Rodger Ruge: Yes, this is a very interesting emerging science. And so, I have been experimenting with the idea of Pulsed Electromagnetic Therapy in these fields. And I’ve worked with a couple of people who do this professionally. One of them is an organization called Osteo Strong, this is by the doctor who invented the X3 Bar for weight training. And Osteo Strong is all about building stronger bones in the body. So, it’s really for folks who are having trouble with osteoporosis, that’s their whole focus. But they also have something inside their organization, their buildings called the Bio Charger. And the Bio Charger is a pulsed electromagnetic field that literally sends out pulsed electromagnetic waves into the room that it’s in. And it has an effect on things like Lyme disease, mold, arthritis, inflammation in the body. And by using specific frequencies, it targets those specific problems in the body. Now that sounds a little out there. And for sure this is an emerging science, but I can tell you friends that I have been in there and experienced these post electromagnetic fields and have had a tangible result. What are those tangible results? I went in there for one where I was experiencing a very high-energy kind of day. I’d had a lot of life happen to me. You could call me maybe on the edge of a little bit of anxiety, not to the level of panic, but just feeling anxious and unsettled. And I did a 15-minute session that was designed for stress. And by the time I was done, I was so relaxed, I was shocked. Like, it really just took the edge off. The other thing I’ve used it for is inflammation. I had an injury, and I went in there for inflammation reduction, and in 15 minutes, you could literally see the inflammation had reduced. So, I think this is very promising as a field of technology. I think technology is getting better and better. I have seen some units that you can use at home, you can buy for personal use, I am not convinced that they are at the level of the pro unit, and so I think it’s worth an exploration, taking a good look at it. I personally have had a very positive result.
Audience Question: What is ANS, which is autonomic nervous system activation?
Rodger Ruge: Okay, so I can sum this up for you pretty quickly, the autonomic nervous system that is the side of our nervous system where everything that takes place is something we don’t have to think about.
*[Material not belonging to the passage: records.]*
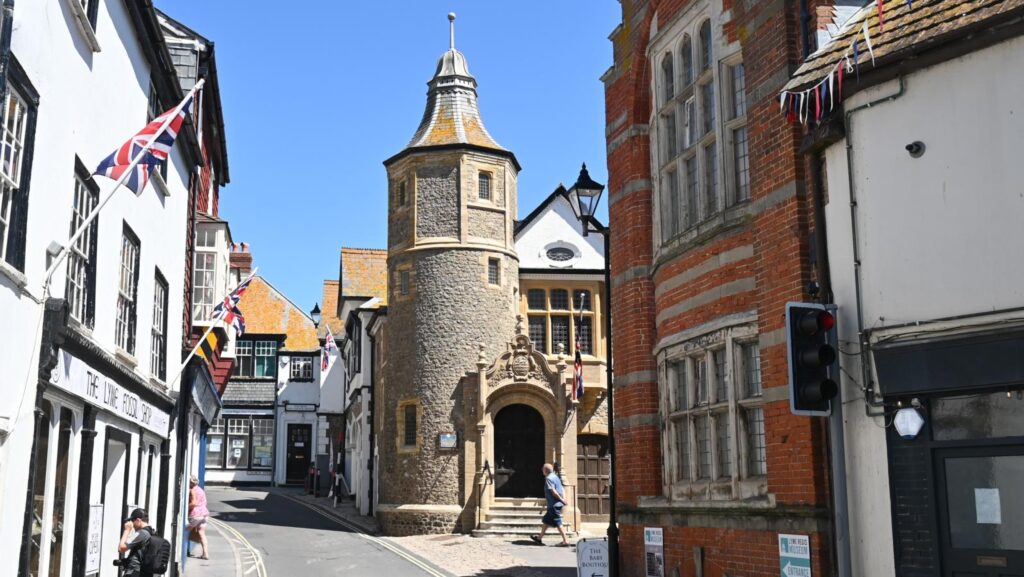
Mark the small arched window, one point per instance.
(668, 78)
(706, 49)
(686, 53)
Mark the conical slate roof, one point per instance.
(452, 116)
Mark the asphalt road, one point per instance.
(297, 541)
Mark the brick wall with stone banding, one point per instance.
(744, 261)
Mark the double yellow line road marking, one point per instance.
(257, 559)
(361, 533)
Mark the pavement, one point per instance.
(281, 532)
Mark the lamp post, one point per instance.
(585, 196)
(315, 315)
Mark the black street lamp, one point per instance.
(585, 196)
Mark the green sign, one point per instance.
(795, 555)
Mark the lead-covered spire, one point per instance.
(452, 116)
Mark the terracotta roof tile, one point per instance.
(907, 31)
(364, 273)
(268, 312)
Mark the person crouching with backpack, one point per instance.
(147, 552)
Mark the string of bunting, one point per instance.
(821, 98)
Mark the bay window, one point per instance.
(714, 410)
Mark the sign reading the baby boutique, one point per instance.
(75, 376)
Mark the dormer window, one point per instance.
(560, 254)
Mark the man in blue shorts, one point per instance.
(555, 494)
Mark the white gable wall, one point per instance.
(558, 227)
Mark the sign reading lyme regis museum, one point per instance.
(75, 376)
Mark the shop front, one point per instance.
(955, 441)
(101, 449)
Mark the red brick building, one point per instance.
(712, 235)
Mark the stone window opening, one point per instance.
(701, 153)
(714, 409)
(494, 272)
(483, 186)
(402, 194)
(403, 282)
(408, 419)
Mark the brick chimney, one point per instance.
(242, 259)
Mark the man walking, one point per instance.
(137, 522)
(554, 492)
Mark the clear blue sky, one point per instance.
(316, 94)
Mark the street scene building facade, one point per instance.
(475, 389)
(706, 170)
(856, 158)
(105, 415)
(928, 328)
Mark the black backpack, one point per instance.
(157, 554)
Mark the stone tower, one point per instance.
(453, 287)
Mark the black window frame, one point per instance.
(292, 365)
(223, 435)
(132, 328)
(17, 80)
(83, 175)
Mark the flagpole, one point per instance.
(213, 325)
(117, 186)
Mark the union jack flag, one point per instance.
(228, 310)
(578, 368)
(162, 137)
(329, 347)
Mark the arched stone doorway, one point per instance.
(519, 451)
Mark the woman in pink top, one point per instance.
(198, 513)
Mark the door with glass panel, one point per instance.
(981, 510)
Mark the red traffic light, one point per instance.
(814, 321)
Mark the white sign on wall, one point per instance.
(94, 539)
(592, 558)
(653, 544)
(75, 376)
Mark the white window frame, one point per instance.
(13, 137)
(710, 152)
(730, 470)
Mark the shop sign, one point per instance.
(75, 376)
(592, 558)
(795, 555)
(94, 539)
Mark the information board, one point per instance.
(795, 555)
(592, 558)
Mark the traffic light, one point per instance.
(811, 342)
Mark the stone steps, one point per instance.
(513, 518)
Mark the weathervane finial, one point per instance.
(452, 29)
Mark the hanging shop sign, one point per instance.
(77, 377)
(592, 558)
(94, 538)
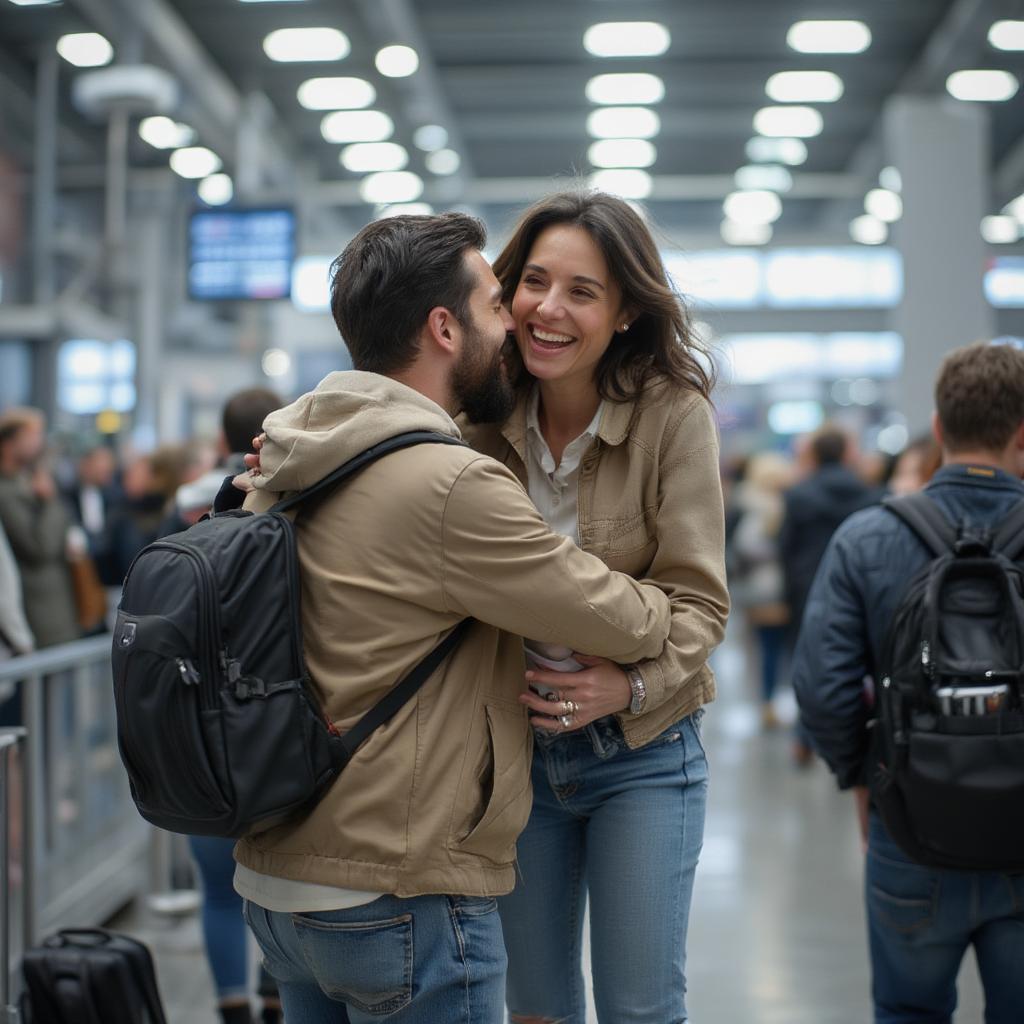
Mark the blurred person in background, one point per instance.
(756, 581)
(150, 482)
(37, 523)
(93, 499)
(915, 465)
(814, 508)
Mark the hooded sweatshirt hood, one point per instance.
(347, 413)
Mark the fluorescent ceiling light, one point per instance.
(868, 230)
(442, 162)
(1015, 208)
(624, 122)
(802, 122)
(776, 151)
(625, 181)
(397, 61)
(763, 176)
(759, 207)
(356, 126)
(364, 157)
(216, 189)
(612, 89)
(195, 162)
(804, 87)
(890, 178)
(85, 49)
(884, 205)
(622, 153)
(163, 133)
(336, 93)
(391, 186)
(828, 37)
(1007, 35)
(627, 39)
(430, 138)
(288, 45)
(406, 210)
(982, 86)
(999, 229)
(745, 235)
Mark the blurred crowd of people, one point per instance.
(781, 509)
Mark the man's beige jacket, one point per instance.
(434, 800)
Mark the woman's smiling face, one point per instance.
(566, 306)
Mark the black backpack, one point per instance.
(947, 764)
(218, 725)
(90, 976)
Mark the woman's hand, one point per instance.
(598, 689)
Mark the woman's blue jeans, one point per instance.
(921, 922)
(427, 960)
(623, 828)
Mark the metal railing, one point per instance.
(85, 852)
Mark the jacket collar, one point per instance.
(612, 429)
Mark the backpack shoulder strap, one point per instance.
(1009, 538)
(398, 695)
(926, 519)
(364, 459)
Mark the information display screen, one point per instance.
(241, 253)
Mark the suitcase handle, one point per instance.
(84, 936)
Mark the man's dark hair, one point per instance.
(979, 396)
(244, 415)
(389, 278)
(828, 445)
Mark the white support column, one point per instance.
(940, 147)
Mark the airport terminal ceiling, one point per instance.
(509, 85)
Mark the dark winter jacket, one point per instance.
(863, 576)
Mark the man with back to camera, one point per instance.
(381, 900)
(921, 920)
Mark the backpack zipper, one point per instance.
(205, 676)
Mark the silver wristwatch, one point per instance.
(637, 688)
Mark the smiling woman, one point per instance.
(614, 440)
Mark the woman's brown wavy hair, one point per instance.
(660, 341)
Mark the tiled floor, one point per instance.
(777, 931)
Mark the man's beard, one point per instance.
(480, 386)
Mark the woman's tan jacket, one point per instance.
(650, 506)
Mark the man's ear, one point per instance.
(442, 330)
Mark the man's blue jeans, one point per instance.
(625, 828)
(429, 960)
(921, 922)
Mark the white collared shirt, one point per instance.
(554, 489)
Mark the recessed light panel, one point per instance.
(624, 122)
(776, 151)
(336, 94)
(356, 126)
(361, 158)
(627, 39)
(85, 49)
(622, 153)
(802, 122)
(291, 45)
(805, 87)
(828, 37)
(623, 89)
(982, 86)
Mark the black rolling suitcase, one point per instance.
(90, 976)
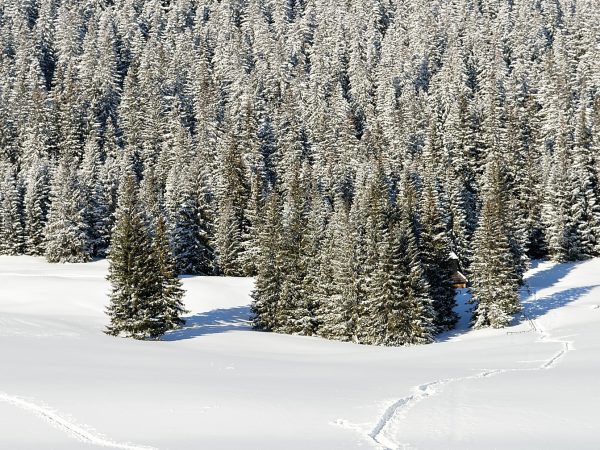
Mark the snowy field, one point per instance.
(218, 385)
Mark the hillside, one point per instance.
(217, 384)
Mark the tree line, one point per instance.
(339, 153)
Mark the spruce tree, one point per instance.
(11, 212)
(145, 300)
(67, 238)
(494, 277)
(266, 295)
(435, 251)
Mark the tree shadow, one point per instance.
(212, 322)
(548, 277)
(534, 305)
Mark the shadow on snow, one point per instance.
(212, 322)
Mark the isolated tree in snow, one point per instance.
(145, 300)
(67, 237)
(494, 277)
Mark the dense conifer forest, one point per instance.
(339, 152)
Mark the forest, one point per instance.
(338, 152)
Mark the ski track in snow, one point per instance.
(398, 410)
(65, 425)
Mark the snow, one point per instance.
(219, 385)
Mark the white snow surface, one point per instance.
(217, 384)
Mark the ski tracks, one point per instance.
(67, 426)
(398, 410)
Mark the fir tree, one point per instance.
(67, 238)
(494, 277)
(146, 293)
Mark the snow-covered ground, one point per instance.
(218, 385)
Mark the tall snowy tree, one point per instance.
(494, 277)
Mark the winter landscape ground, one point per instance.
(217, 384)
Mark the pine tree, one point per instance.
(37, 203)
(165, 312)
(127, 255)
(11, 212)
(494, 277)
(435, 255)
(266, 295)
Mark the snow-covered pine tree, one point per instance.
(163, 311)
(37, 203)
(145, 300)
(12, 234)
(97, 212)
(67, 237)
(434, 248)
(127, 256)
(266, 295)
(187, 229)
(494, 278)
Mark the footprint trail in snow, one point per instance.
(67, 426)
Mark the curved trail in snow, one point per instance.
(65, 425)
(399, 409)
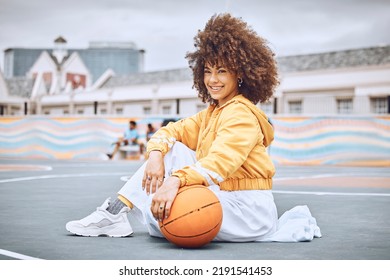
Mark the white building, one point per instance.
(344, 82)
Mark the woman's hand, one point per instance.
(154, 172)
(164, 197)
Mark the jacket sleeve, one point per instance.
(238, 132)
(185, 131)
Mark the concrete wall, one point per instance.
(348, 140)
So, for example, the autonomic nervous system is responsible for your heartbeat. It is responsible for your food digestion. It’s responsible for breathing when we are not conscious of breathing, like during our sleep period or when we’re not doing breath work, the breath just happens. So, think of this as the autonomic or automatic side of the fence, where these systems run, whether we’re conscious of them or not. And then that system has two branches. It has your parasympathetic side, that’s the brake pedal, the rest and digest, the restorative side of our nervous system. And it has the sympathetic side, the gas pedal that helps us get up in the morning and engage in a critical incident, for example. We have to have both of those sides and one isn’t worse than the other. What we can have though is an imbalance or it can take us out of homeostasis. And that means we’re either in sympathetic nervous system dominance or parasympathetic backlash. Where we’ve had the gas pedal floored too long, and the parasympathetic system makes us sick and shut us down because we have to restore, and the body knows that. What we’re after in the autonomic nervous system is your status or balance between those two branches of it. So that’s a broad brush overview, but there is a ton of information on the internet if you type that in.